Mutter räusperte sich. Lange sah sie mir in die Augen. »Ich wünschte, sie würde diesen Weg nicht gehen«, erwiderte sie leise und umarmte mich. Dann straffte sie sich, schob mich weg auf den Meister zu. »Es ist eine große Ehre, Meister Montard, dass Ihr meine Tochter Esmanté d‘Elestre als Schülerin annehmt. Damit ist es abgemacht.« Sie reichte ihm die Hand, in die er einschlug.
Verwirrt sah ich sie an. In ihren Augen lagen so viel Schmerz, Einsamkeit und Mitgefühl. Doch mir blieb nicht viel Zeit, denn schon senkte sich Montards schwere Hand herab und umfasste meine Schulter.
Dann sprach er die rituelle Formel: »Esmanté d’Elestre, ich nehme dich als meine Schülerin an. Du stehst von diesem Moment an unter meinem Schutz, du schuldest mir Gehorsam, bis ich die Lehrzeit für beendet erkläre.«
»Du musst schwören«, flüsterte Mutter.
»Ich schwöre Euch, Meister Montard, Gehorsam«, haspelte ich.

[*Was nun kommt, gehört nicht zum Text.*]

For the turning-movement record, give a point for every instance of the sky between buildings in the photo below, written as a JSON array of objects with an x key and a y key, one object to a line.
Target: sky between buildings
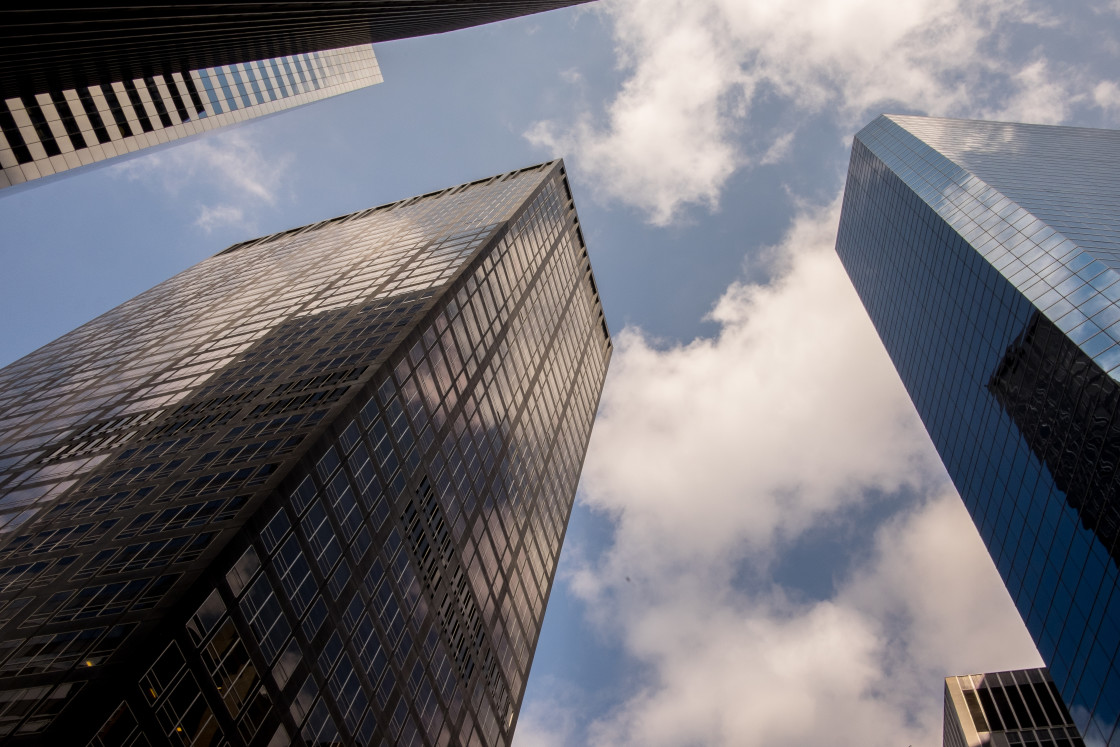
[{"x": 765, "y": 549}]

»Gut, dann ist das geklärt. Hol deine Sachen. In einer halben Stunde will ich dich in meinen Gemächern sehen«, entschied er. »Ihr anderen trainiert und haltet keine Maulaffen feil«, befahl er den übrigen Kriegern, die sich daraufhin sofort aufstellten. »Freyda, du beaufsichtigst das Training«, ordnete er noch an, bevor er davonmarschierte.

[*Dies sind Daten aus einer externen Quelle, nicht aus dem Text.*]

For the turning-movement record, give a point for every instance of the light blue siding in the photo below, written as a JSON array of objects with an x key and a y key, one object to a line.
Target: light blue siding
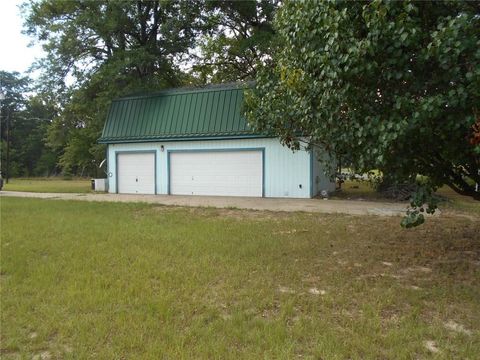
[
  {"x": 320, "y": 180},
  {"x": 287, "y": 173}
]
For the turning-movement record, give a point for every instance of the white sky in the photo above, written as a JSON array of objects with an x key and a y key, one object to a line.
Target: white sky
[{"x": 15, "y": 54}]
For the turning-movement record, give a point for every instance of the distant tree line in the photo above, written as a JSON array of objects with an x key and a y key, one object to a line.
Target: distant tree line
[{"x": 97, "y": 50}]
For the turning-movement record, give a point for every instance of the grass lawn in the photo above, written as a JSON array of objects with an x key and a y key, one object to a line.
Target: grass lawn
[
  {"x": 362, "y": 190},
  {"x": 50, "y": 185},
  {"x": 118, "y": 281}
]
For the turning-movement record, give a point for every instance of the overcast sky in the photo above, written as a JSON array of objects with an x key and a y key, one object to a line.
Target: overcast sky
[{"x": 15, "y": 55}]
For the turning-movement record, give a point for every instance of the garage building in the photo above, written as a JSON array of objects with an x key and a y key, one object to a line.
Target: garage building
[{"x": 196, "y": 142}]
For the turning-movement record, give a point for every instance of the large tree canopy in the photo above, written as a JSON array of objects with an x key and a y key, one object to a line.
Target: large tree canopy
[
  {"x": 98, "y": 50},
  {"x": 238, "y": 36},
  {"x": 393, "y": 86},
  {"x": 24, "y": 123}
]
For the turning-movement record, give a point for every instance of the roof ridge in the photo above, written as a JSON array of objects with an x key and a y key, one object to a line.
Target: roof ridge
[{"x": 190, "y": 89}]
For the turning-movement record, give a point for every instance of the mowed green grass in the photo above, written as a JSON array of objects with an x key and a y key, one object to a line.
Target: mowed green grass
[
  {"x": 118, "y": 281},
  {"x": 50, "y": 185}
]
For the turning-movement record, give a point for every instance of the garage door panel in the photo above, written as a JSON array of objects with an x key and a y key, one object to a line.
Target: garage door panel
[
  {"x": 229, "y": 173},
  {"x": 136, "y": 173}
]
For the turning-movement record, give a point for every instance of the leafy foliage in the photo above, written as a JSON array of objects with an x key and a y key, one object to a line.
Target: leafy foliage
[
  {"x": 99, "y": 50},
  {"x": 239, "y": 36},
  {"x": 24, "y": 124},
  {"x": 387, "y": 85}
]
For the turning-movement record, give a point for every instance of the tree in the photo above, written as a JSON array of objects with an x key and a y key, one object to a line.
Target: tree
[
  {"x": 13, "y": 87},
  {"x": 100, "y": 50},
  {"x": 238, "y": 36},
  {"x": 393, "y": 86},
  {"x": 24, "y": 126}
]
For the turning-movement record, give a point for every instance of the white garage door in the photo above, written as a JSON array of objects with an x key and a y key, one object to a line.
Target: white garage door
[
  {"x": 136, "y": 173},
  {"x": 227, "y": 173}
]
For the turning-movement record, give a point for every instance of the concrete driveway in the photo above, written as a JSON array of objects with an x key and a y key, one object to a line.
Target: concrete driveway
[{"x": 270, "y": 204}]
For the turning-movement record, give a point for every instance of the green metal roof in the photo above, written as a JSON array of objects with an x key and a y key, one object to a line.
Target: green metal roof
[{"x": 182, "y": 114}]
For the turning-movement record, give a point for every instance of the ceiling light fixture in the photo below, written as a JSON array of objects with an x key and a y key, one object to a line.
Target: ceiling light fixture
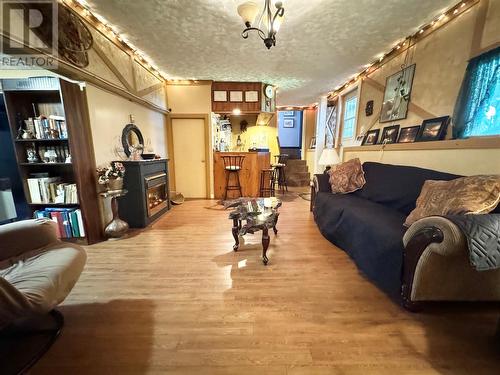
[{"x": 268, "y": 24}]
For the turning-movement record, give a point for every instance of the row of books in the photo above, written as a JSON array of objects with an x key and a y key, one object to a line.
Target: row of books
[
  {"x": 69, "y": 221},
  {"x": 52, "y": 190},
  {"x": 52, "y": 127}
]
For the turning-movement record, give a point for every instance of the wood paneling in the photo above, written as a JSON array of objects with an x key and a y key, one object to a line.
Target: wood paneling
[
  {"x": 82, "y": 155},
  {"x": 175, "y": 299},
  {"x": 227, "y": 107},
  {"x": 253, "y": 164}
]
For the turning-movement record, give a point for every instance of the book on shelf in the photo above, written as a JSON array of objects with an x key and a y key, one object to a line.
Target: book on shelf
[
  {"x": 69, "y": 221},
  {"x": 52, "y": 190},
  {"x": 51, "y": 127}
]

»Was hat das zu bedeuten, Mutter?«
»Wenn die Götter einen bestrafen wollen, erfüllen sie dir deine Wünsche«, murmelte sie. Tränen füllte ihre Augen, die sie zornig wegwischte. »Du bist nun die Schülerin von Montard selbst. Das ist eine große Ehre, aber auch die härteste Aufgabe, die es gibt. Sein Wort zählt nun. Komm, wir packen.«
Harsch nahm sie mich an der Hand und bahnte uns einen Weg durch die Krieger. Aufmunternde Blicke trafen mich, die ein oder andere behandschuhte Hand klopfte mir auf den Rücken. Aber auch manch mitfühlenden Blick fing ich auf.
»Ich soll nicht mehr hier schlafen?« In der Abgeschiedenheit unserer Kammer kamen mir doch ernste Zweifel.
»So ist es. Der Meister bewohnt einen eigenen Trakt im Wohnturm. Er ist Seneschall und muss die Königin beschützen. Dort gibt es sicher eine Kammer für dich.«
Ohne mich anzusehen, packte Mutter hastig meine wenigen Kleidungsstücke zusammen.
»Darf ich dich besuchen?« Verschämt wischte ich die Tränen weg. Nicht auszudenken, wenn mich jemand so sehen würde.